The words hit like physical blows, and I feel my tail lash involuntarily. My enhanced senses pick up the spike of pain in her scent—old grief, carefully buried but still bleeding. “You weren’t happy. You were hiding.”
“I was healing.”
“From what?” The question tears out of me before I can stop it, raw and desperate and weighted with two years of not understanding why she’d chosen to disappear rather than fight for what we had. “What happened, Nova? What went so wrong between us that you’d rather fake your death than talk to me?”
She goes very still, and for a moment I think she might actually answer. Might finally tell me what drove her away, what I did or didn’t do that made loving me feel like dying. My enhanced hearing picks up the change in her heartbeat—pain and longing and fear all tangled together.
Instead, she turns back to the controls. “Your crew’s docking now. Packages should be aboard in five minutes.”

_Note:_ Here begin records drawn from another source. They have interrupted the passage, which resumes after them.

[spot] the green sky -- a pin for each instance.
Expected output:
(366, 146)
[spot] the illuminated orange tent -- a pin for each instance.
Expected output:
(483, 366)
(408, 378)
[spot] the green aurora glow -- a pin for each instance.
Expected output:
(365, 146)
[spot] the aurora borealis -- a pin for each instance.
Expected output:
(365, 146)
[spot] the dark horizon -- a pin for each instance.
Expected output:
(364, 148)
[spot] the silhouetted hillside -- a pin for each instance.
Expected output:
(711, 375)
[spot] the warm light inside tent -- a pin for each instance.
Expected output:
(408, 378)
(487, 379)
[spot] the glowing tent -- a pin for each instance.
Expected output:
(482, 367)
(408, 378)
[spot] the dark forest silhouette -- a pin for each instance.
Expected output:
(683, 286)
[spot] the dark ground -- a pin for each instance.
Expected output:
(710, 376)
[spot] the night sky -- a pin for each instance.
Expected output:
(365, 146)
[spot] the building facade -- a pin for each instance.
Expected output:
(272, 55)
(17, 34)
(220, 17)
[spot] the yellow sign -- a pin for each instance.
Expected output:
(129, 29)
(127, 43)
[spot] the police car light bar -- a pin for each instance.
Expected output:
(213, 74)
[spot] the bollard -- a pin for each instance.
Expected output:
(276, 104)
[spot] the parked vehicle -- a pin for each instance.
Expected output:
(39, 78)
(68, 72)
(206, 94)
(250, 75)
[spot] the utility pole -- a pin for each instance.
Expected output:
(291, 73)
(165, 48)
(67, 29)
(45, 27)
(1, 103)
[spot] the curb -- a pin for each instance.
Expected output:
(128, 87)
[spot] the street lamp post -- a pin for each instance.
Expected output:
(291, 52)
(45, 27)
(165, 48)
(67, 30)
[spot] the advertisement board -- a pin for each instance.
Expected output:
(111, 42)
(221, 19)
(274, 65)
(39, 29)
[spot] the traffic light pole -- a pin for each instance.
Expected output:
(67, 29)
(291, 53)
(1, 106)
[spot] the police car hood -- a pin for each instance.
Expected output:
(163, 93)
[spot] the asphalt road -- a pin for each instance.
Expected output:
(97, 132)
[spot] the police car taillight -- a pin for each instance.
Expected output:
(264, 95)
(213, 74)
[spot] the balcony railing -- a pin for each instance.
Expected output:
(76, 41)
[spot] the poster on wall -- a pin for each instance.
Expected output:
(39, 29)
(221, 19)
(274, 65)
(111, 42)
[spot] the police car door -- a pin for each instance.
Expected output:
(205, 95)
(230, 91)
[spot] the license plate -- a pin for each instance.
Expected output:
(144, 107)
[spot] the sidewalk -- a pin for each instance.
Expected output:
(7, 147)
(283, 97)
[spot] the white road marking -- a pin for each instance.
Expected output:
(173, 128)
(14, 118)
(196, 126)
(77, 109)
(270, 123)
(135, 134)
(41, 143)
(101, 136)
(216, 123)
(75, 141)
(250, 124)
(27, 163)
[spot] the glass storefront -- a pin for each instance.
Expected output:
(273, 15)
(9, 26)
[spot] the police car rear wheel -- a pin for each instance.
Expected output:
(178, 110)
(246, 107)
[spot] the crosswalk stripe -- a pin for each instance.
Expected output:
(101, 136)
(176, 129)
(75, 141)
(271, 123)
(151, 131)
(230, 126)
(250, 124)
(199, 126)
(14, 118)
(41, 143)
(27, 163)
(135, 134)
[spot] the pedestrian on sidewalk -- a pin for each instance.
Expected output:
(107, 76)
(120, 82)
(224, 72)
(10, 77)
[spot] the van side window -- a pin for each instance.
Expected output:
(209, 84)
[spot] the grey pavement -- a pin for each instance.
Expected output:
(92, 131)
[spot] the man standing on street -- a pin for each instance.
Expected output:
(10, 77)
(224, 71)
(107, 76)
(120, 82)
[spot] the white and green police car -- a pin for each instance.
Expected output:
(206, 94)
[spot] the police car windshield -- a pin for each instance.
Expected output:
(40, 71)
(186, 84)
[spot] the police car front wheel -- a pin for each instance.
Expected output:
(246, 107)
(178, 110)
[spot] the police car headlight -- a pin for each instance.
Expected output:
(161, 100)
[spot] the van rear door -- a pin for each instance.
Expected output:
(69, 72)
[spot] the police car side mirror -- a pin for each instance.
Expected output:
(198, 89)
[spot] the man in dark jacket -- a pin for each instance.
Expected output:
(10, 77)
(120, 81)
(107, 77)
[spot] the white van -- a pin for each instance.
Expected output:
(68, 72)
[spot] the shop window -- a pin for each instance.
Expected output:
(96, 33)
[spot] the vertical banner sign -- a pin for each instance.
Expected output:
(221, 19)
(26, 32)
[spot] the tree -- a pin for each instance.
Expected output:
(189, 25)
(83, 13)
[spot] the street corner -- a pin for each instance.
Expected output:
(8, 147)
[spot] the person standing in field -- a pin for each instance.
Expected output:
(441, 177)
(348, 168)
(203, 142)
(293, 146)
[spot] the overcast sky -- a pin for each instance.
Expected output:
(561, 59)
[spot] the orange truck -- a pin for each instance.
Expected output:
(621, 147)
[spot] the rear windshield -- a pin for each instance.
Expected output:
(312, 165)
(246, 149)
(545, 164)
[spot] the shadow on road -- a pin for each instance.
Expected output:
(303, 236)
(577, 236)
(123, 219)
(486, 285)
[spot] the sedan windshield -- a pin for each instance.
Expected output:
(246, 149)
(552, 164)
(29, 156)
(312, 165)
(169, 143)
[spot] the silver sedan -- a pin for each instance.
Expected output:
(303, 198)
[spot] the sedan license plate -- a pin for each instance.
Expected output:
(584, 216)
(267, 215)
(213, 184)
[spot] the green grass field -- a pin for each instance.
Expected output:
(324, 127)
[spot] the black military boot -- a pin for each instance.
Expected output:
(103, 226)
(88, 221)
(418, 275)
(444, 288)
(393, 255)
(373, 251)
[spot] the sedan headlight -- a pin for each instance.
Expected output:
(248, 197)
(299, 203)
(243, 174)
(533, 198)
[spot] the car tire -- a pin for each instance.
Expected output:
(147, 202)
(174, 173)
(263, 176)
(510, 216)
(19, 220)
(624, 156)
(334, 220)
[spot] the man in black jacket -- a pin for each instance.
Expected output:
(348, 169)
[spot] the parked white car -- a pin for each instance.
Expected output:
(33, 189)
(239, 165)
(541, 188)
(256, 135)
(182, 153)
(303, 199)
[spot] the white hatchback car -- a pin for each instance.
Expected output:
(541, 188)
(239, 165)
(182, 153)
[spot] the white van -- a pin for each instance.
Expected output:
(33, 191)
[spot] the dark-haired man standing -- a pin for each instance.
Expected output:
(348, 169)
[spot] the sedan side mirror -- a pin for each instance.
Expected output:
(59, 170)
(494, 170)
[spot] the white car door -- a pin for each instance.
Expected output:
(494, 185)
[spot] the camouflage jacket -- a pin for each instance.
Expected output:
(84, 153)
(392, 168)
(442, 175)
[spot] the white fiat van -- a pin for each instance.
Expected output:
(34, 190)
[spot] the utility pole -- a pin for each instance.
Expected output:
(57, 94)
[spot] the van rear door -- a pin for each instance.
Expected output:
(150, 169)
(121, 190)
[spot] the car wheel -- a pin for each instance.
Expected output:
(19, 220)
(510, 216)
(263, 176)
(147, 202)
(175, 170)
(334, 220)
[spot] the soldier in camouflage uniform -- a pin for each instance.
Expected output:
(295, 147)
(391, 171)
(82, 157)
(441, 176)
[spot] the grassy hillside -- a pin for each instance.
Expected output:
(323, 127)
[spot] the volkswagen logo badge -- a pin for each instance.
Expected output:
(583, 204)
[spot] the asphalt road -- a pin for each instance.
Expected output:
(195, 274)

And just like that, the moment’s gone. But I can smell the grief on her, faint but unmistakable beneath the anger and determination and the arousal she’s trying to hide. Whateverbroke us, whatever sent her running, it left scars deep enough that she’s still bleeding.
The docking tube extends with a soft thunk, and I can hear my crew moving cargo with efficient haste. Kex’s voice crackles over the comm: “Packages secured, Captain. We’re clear.”
“Good.” I key my own comm, speaking to my crew but keeping my eyes on Nova, watching the way relief and determination play across her features. “Return to the Shadowhawk. Maintain safe distance and monitor for threats.”
“What about you, sir?”
What about me indeed. Two days ago I was hunting her across three sectors, convinced she was playing the most dangerous game in the galaxy. Now I’m abandoning my ship to help her deliver Christmas presents to families I’ve never met, and the only thing I’m certain of is that being this close to her is both agony and the closest I’ve been to home in two years.